Um, but I think open AI probably has a lot of tricks up their sleeve like this that are waiting to go for when someone else has something cool to say in the world of AI and and that, you know, Gemini one five is a really big deal. We'll get to that in a little bit. And Sora, you know, certainly is an [00:04:00] exciting announcement as well.

But let's talk about that a little bit more detail. I mean, to me, the exciting thing was the photo realism of the videos, the length of the videos It's worth noting for just a moment why that's important. It's not so much just the length itself, it's that the video has to make sense for the entire duration.
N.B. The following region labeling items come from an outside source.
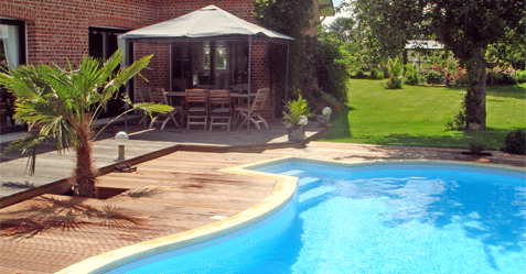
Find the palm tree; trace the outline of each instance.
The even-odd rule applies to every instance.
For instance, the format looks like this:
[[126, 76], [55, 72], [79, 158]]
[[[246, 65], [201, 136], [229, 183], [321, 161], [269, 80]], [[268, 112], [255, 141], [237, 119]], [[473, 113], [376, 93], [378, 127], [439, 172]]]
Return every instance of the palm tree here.
[[[93, 122], [107, 102], [118, 97], [119, 87], [139, 74], [151, 57], [152, 55], [146, 56], [126, 68], [118, 69], [124, 54], [117, 51], [105, 63], [85, 56], [79, 66], [68, 64], [67, 69], [56, 65], [28, 65], [0, 74], [0, 85], [17, 98], [14, 119], [28, 123], [30, 129], [36, 124], [42, 127], [40, 132], [13, 142], [7, 152], [31, 152], [30, 174], [34, 174], [37, 144], [47, 139], [56, 139], [60, 153], [68, 147], [76, 152], [73, 176], [75, 196], [96, 197], [92, 141], [104, 129], [94, 134]], [[164, 105], [132, 105], [129, 98], [125, 100], [131, 106], [125, 113], [143, 110], [151, 114], [173, 109]]]

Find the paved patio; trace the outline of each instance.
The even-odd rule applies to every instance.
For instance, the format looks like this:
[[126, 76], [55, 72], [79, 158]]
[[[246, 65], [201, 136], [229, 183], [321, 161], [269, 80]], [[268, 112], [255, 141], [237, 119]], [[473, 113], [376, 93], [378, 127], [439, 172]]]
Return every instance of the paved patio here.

And so, the AI has to be able to kind of put together this entire set of concepts, essentially, of what's happening to One or more characters in a scene in the background and all the other things that are going on. And so it's more than just saying, Oh, well, you know, runway could do six seconds. So we're just stitching together 10 runway videos.
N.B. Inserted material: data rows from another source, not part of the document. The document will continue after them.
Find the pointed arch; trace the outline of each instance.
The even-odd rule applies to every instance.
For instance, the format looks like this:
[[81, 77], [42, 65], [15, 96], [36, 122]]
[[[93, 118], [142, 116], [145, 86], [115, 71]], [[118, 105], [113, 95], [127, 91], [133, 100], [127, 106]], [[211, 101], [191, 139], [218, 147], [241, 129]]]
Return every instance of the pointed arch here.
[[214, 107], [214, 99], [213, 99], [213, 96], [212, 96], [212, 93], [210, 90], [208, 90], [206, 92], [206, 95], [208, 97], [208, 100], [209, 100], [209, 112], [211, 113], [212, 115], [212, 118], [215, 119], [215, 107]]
It's different than that because it has to actually make sense. And that's, I think, one of the most significant innovations brought to you by Sora. As you pointed out, Mallory, it's not yet a product that's available. Things tend to move pretty quickly, so I would expect that it would probably be something.

Available at least in a preview release relatively soon, I guess, in the next few months, but I'm purely guessing there, but to me, it's exciting [00:05:00] because it represents really an AI that has a much more profound understanding of the real world than what we've seen before, because the videos to generate videos that realistic.
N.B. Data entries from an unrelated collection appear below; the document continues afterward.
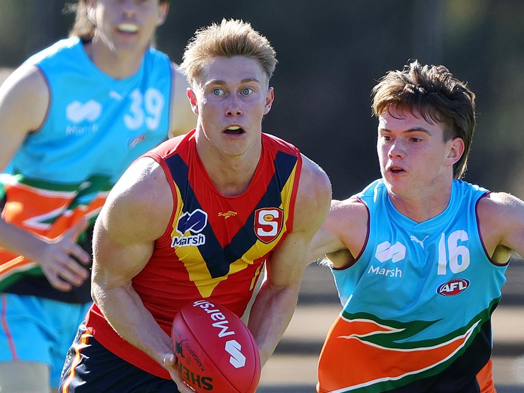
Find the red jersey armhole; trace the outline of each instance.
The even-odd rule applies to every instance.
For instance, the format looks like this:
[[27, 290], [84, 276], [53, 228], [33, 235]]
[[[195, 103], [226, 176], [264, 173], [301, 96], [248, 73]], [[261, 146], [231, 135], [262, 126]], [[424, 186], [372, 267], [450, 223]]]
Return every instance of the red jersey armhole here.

Um, the AI has to have greater innate understanding of physics and of kind of the natural world around it. So I think that's an exciting development.

Mallory Mejias: I'm thinking with image, AI powered image generators specifically, I mean, even now, if you ask ChatGPTDolly3Midjourney to create an image that has some sort of text on it, even now it will still get words wrong or misspell them. So I'm wondering kind of how did we make the leap from having image generators that can't properly spell text to having minute long videos that make sense?

It just seems like a big gap there in my mind.

Amith Nagarajan: Sure. One of the things that's so hard to put our brains around is this exponential change that we're involved in right now, where, you know, we're at the part of the curve where it's basically vertical and the pace of change is happening so fast that, [00:06:00] you know, go from six seconds to one minute.

Yeah. And then to say, okay, well, what about like, you know, a 30 minute video or a feature film, you know, something like that, like what's the gap? Well, clearly , the gap is massive right now in terms of the difference, but the time scale to get from where we are to much longer videos and videos that include audio videos that include a whole lot of other assets like text, of course, .

Uh, it's it's not gonna be very long. It's going to continue to compound. So, um, there's a lot of reasons for that. I think that, you know, understanding the nature of these models being multimodal, um, is really important. But, uh, you know, it's ultimately the same things we've talked about repetitively here, which is you can't really prepare for a future when you think about things in traditional terms or in linear terms.

Uh, because stuff is happening so much faster than that.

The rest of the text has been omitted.